The official emphasis on treatment, treatment, treatment with patient undetectability as its pinnacle couldn’t be better illustrated by 90-90-90. These HIV targets set by the United Nations AIDS group encourage cities and governments to aim for 90% of people living with HIV to know their status, 90% of people diagnosed with HIV are on treatment, and 90% of people on treatment are undetectable. True, targets are really important—they help to ensure accountability—but the absence of a measure of quality of life is becoming increasingly more glaring. That is why some have set their sights on a “fourth 90.”
The concept of a fourth 90 isn’t entirely new. Do a google search, and you will find a variety of approaches. Some see it as applicable in particular to ageing, the rationale I suppose being that quality of life inevitably diminishes with age. Others see it not as something that applies as step four, once undetectability has been achieved but something that applies to all three 90s. In other words, the notion is that quality of life should be considered at all stages of a person’s care cycle, whether they are on successful treatment or not. That’s the version of quality of life I support. Let’s not leave anybody behind here.
We must go further, though, than just verbally supporting good quality of life for people living with HIV. We must be able to measure it. That’s where the work gets tricky. What factors might contribute to a good quality of life? How is data collected and tracked over time, and how is it compared to data from other countries? Few countries are equipped to handle that task, Canada included.

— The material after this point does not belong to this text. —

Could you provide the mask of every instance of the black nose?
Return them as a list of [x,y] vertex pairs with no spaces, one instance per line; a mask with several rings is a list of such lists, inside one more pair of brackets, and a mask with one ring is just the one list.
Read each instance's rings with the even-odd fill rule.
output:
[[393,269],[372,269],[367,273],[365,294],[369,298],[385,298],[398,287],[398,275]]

Not that there aren’t outposts, jurisdictions which have in fact collected patient data that goes beyond traditional clinical measurements. In Ontario, for instance, the OHTN Cohort Study maintains comprehensive data on 3,700 people living with HIV, not only clinical but psychosocial and behavioral data, collected through a standardized questionnaire that includes numerous quality of life factors. That’s the kind of rich data we need to support a formalized approach to quality of life measurement that will be helpful to construct a fourth 90. But importantly, people living with HIV must have their say and in fact lead the drive for a fourth 90 if it is to adequately addresses their realities.
In Canada, it’s encouraging that Realize, a national organization charged with fostering positive change for people living with HIV, has recently entered the field of those seeking to make a fourth 90 a reality. It’s important but challenging work that I’ll be throwing my support behind in the months and years to come.
For now, though, whenever you hear 90-90-90 being discussed—and you will hear this a lot around World AIDS Day as nations boast about their progress—let’s also recognize its limitations. Being undetectable is hugely important, but it isn’t everything.